Мальчики пожали плечами, – видно, похвастаться им пока было нечем. Поглядев на бивший в море поток из широкой канализационной трубы, Георгий подумал, что это, конечно же, не дело, что надо бы как-то решить с этой трубой. Много чего надо решать, ой как много… До поселка самовольщиков оставалось рукой подать, чем ближе он к нему подходил, тем замусореннее становился песок. Идти здесь, где никто не купался, в плавках и с портфелем в руке было глупо и к тому же колко, но не одеваться же. Лучше предстать заблудившимся приезжим, чем самим собой. Когда он подошел к Катиному домику, заиграли куранты, было ровно шесть часов утра. Он поднял руку, чтобы постучать пальцем в окошко, и вдруг подумал: «А вдруг она не одна?!» От этой неожиданной мысли у него похолодело в груди и пересохло горло, но он все-таки собрался с духом, постучал.
Дрогнула занавеска, и Катя шепнула в крохотную форточку:
– Заходи!
– Слушай, я хотел сказать, что…
– Заходи, заходи, – прервала она Георгия глухим спросонья голосом, – здесь поговорим…
Едва он подошел к двери, крючок изнутри упал, фанерная легкая дверь приоткрылась бесшумно, и через секунду он столкнулся лицом к лицу с еще теплой ото сна, желанной Катей.
XIII
Сводки из Водканалтреста все не было.
– Сейчас я им напомню, – с угрозой в голосе сказала секретарша.

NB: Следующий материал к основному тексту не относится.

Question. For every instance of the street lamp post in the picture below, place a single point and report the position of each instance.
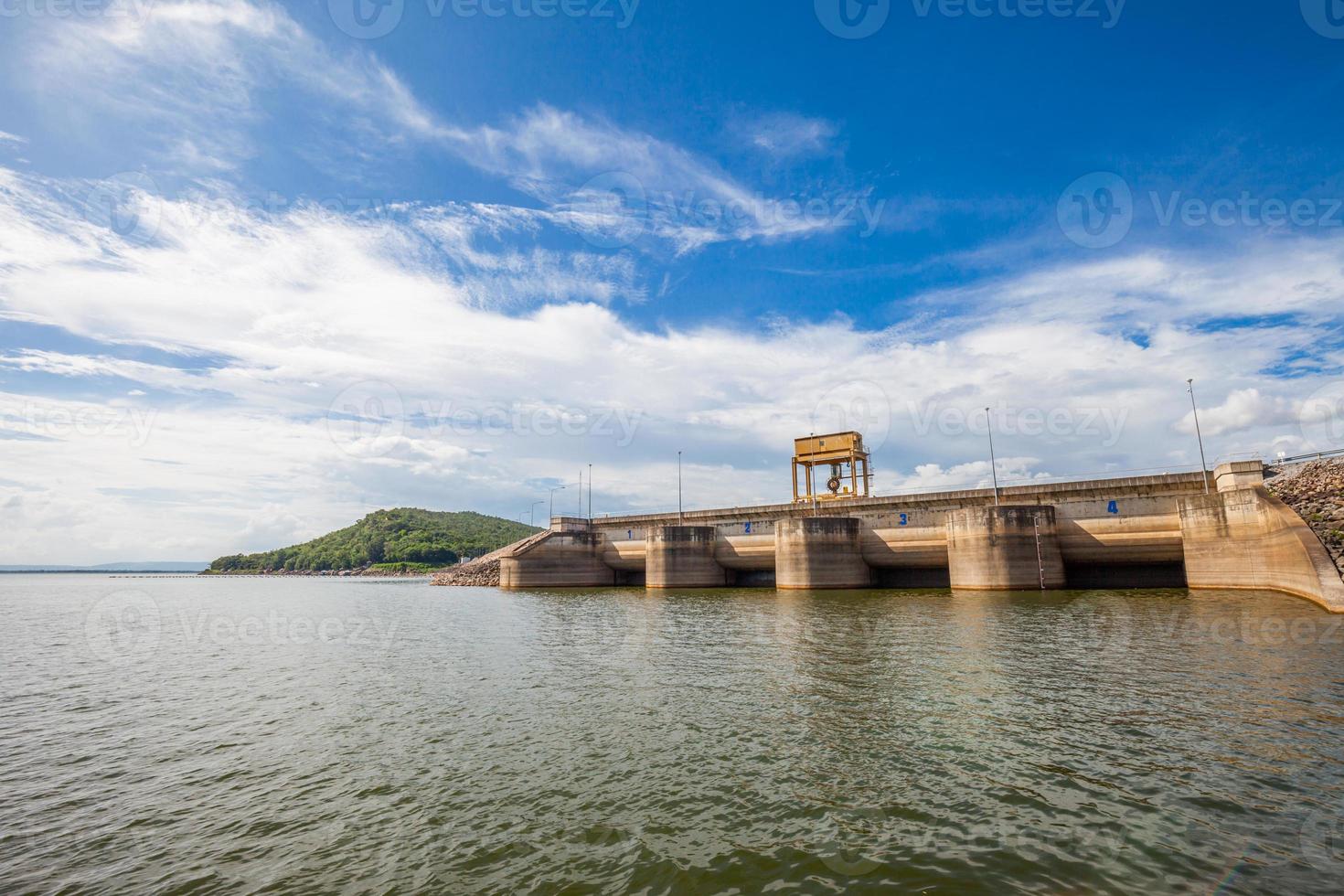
(994, 464)
(1203, 465)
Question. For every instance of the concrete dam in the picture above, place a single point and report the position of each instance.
(1220, 529)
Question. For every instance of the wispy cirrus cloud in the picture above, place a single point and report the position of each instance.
(194, 76)
(294, 309)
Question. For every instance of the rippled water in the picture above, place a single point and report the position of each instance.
(253, 735)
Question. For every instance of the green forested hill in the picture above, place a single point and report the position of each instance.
(402, 536)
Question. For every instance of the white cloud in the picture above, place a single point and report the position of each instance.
(192, 78)
(494, 400)
(786, 134)
(1243, 410)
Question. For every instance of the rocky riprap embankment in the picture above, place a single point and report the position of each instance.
(484, 572)
(1316, 492)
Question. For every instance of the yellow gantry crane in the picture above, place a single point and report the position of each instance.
(847, 458)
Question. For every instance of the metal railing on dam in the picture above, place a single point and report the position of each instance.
(1203, 531)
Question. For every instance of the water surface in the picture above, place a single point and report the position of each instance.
(296, 735)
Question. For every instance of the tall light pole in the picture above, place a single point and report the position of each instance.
(994, 465)
(1203, 466)
(679, 488)
(812, 473)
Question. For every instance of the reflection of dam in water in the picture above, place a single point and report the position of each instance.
(1156, 531)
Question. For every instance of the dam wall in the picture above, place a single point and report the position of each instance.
(1124, 532)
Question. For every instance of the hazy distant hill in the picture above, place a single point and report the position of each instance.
(402, 536)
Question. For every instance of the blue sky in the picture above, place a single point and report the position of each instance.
(265, 268)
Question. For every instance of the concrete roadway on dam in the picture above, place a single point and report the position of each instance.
(1157, 531)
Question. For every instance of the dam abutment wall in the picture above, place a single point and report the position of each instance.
(1160, 531)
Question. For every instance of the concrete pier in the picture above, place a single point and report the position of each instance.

– Не надо, – благодушно остановил ее Георгий. – Если гора не идет к Магомету, то Магомет идет к горе. Я съезжу к ним сам.
Через четверть часа он уже был на глинобитной улочке, где помещался Водканалтрест – организация, призванная заниматься всеми водными проблемами города.
Контора Водканалтреста ютилась в низеньких комнатках слепленных друг с дружкой турлучных строений, отчасти напоминавших жилые домики, а в большей степени – сараи.
По словам главного инженера, начальник Водканалтреста Гвоздюк был на «объекте». Георгий милостиво не стал уточнять, что тот имел в виду под этой знакомой формулой, – после посещения Кати настроение у него было отменное.
Главный инженер вяло сказал, что не видел вопросника, присланного от Георгия, наверное, он не вполне осознавал, кто перед ним.